Phone, internet, TV…and gas?
In Australia and a few other locations, some communications carriers have begun to experiment with bundling utility services into their cellular and cable TV packages.
The idea is both simple and radical at the same time. Power and water are commodities delivered through monthly service contracts, just like internet service. The same back-end billing and accounting software can be exploited to handle all of these accounts. In Texas and the U.K., consumers already buy power from retailers.
But when was the last time your basement got flooded by an on-demand movie? Or that neighborhoods had to be cordoned off because of spotty cell phone coverage? In a pinch, you can live without modern communications. Life without the utility infrastructure would be like a page out of Little House on the Prairie.
The general public perception of utilities is that they are staid, almost immobile, organizations that act more like government agencies than businesses. The power and water business, however, is currently undergoing perhaps the largest transformation it has seen since the dawn of utility commissions.
Consumers and corporations have begun to install solar panels and fuel cells that effectively let them ease off the grid. Native American tribes, real estate investment trusts and others sell power generated from real estate -- desert acreage, industrial rooftops, landfills -- that once had little market value. Soon, microgrids could lead to autonomous communities. Power to charge your electric car will come from a parking lot.
Meanwhile, smart grid technologies have paved the way for companies like EnerNoc and Silver Spring Networks to act as trusted power intermediaries. For utilities, these companies monitor peak power and stave off the need for expensive capital upgrades. At the other end of the wire, they can unobtrusively turn down air conditioners and lights to lower their utility bills while turning a profit for themselves. It truly is one of those rare less-is-more scenarios.
Telecommunications carriers and large web companies don’t offer gas or water in the States yet, but don’t be surprised if some of them soon don’t start offering to slash your power bills by $25 a month with an internet-enabled thermostat you can lease for only $5. Is the utility the company that generates power, or the one that helps you control it?
The regional monopoly model worked well when power was cheap and plentiful and computers were things in a glass room only scientists got to touch.
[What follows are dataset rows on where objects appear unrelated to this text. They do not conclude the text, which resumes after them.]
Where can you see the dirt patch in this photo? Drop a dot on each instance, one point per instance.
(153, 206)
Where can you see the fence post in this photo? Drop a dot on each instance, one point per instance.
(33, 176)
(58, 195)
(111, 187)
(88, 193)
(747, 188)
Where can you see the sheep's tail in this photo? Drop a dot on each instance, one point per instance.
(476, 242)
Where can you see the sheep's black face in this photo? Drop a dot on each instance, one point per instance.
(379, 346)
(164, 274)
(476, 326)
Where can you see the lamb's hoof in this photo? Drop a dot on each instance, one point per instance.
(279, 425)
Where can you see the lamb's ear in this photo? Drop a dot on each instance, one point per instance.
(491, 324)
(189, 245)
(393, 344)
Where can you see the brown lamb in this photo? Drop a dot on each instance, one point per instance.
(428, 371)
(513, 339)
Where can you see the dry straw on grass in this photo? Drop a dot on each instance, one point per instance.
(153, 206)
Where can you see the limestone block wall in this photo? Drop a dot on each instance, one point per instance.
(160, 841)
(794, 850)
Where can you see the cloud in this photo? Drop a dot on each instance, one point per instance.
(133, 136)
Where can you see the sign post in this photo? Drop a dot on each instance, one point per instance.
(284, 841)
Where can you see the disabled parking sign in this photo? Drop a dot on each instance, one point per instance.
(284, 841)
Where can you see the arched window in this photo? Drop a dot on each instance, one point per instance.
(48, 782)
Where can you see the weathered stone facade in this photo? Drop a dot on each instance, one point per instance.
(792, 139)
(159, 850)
But now power is the valuable commodity, while communication is cheap.
But what about safety? And comprehensive coverage in a region? Cable companies aren’t required to provide hook-ups to everyone, or even to provide decent programming. People like to complain about their local utility -- until there’s a blackout.
Change is coming, make no mistake. The question now is what combination of technologies and responsibilities, business models and regulatory requirements will keep the lights on.